Wearable technology that provides real-time feedback on the wearer’s health alerts professionals and consumers alike to potential health risks before they become serious. Home scanners, such as Scanadu, allow self-diagnosis, helping to avoid a visit to the hospital for less serious ailments, as well as help hospitals prioritise treatments, relieving the pressure on time and space.


Devices linked to sensors and connected applications can provide a myriad of patient data for healthcare practitioners – especially when used to monitor an individual’s vital signs. This information can then be remotely fed to the patient’s healthcare provider. With this data on hand, doctors can offer the care people need without requiring them to make a physical trip to a clinic or hospital, effectively making medical expertise more available to more people.

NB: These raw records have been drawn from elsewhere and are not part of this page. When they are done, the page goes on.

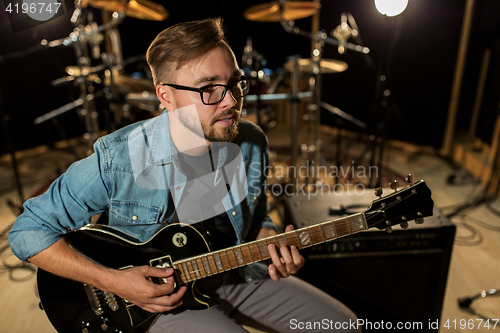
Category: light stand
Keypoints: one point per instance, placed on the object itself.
(384, 107)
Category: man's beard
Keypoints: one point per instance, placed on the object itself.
(229, 132)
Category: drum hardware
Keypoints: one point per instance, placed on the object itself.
(254, 64)
(277, 97)
(277, 10)
(326, 66)
(285, 12)
(139, 9)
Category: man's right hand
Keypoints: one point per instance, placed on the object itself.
(135, 285)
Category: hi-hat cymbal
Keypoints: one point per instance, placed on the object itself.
(127, 84)
(327, 66)
(89, 72)
(141, 9)
(270, 12)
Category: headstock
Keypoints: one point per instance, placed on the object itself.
(413, 202)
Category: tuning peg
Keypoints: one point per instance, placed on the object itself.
(394, 185)
(419, 221)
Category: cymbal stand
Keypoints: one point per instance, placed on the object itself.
(12, 152)
(320, 38)
(293, 131)
(88, 110)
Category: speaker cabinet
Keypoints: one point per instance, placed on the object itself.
(396, 278)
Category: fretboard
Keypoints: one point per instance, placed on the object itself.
(224, 260)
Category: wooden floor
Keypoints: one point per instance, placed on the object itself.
(474, 264)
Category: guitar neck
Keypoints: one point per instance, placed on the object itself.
(216, 262)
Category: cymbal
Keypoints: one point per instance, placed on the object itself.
(270, 12)
(89, 72)
(327, 66)
(127, 84)
(140, 9)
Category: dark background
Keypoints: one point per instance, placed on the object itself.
(420, 75)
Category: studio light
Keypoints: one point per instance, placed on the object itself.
(41, 10)
(391, 7)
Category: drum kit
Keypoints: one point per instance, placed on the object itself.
(121, 91)
(286, 12)
(118, 89)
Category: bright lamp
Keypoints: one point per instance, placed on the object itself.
(391, 7)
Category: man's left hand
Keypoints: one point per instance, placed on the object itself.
(286, 261)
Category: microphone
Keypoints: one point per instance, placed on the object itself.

Fundamental to any smart city initiative is connectivity. With home scanners, healthcare apps and dietary trackers linked to devices, IoT delivers a tidal wave of data for healthcare organisations. The diagnostic process itself is helped dramatically by the ability to access the the world’s pool of health knowledge and provide that to users via devices and the cloud.


Smart data


And with electronic health record (EHR) systems, caregivers can communicate and access patient information and status anywhere and anytime, to provide better quality of care across geographical boundaries.


In the medical field, much if not all data needs to be retained, often for the life of the individual patient and beyond. Data use within healthcare is vital and the requirement to keep that data readily available in EHR systems has never been greater, as medical research requires long-term storage and access to data to identify trends that may not be apparent initially. Even data from a decade ago might give indications of medical trends that were unimportant at the time, but are highly relevant now – and might just save lives.


In healthcare, what happens to a patient today has impact on the care they receive five to 10 years down the road. There is never a good time for downtime in healthcare. That is why the storage layer is essential to EHRs today, tomorrow or 10 years from now.


From a broader perspective, long-term analysis is needed to identify patterns and the relevant actions. For example, spatial mapping has helped to track the spread of Ebola and allowed the authorities to make the right decisions on where to close borders. Data has also been used to track mutations and minimise the impact such changes may have.


The EHR system of tomorrow will be intelligent enough to automatically populate the records, process and analyse the data, implement the course of action, and communicate essential information to the entire care team – in real time. This means that data availability is key to the efficiencies of such systems.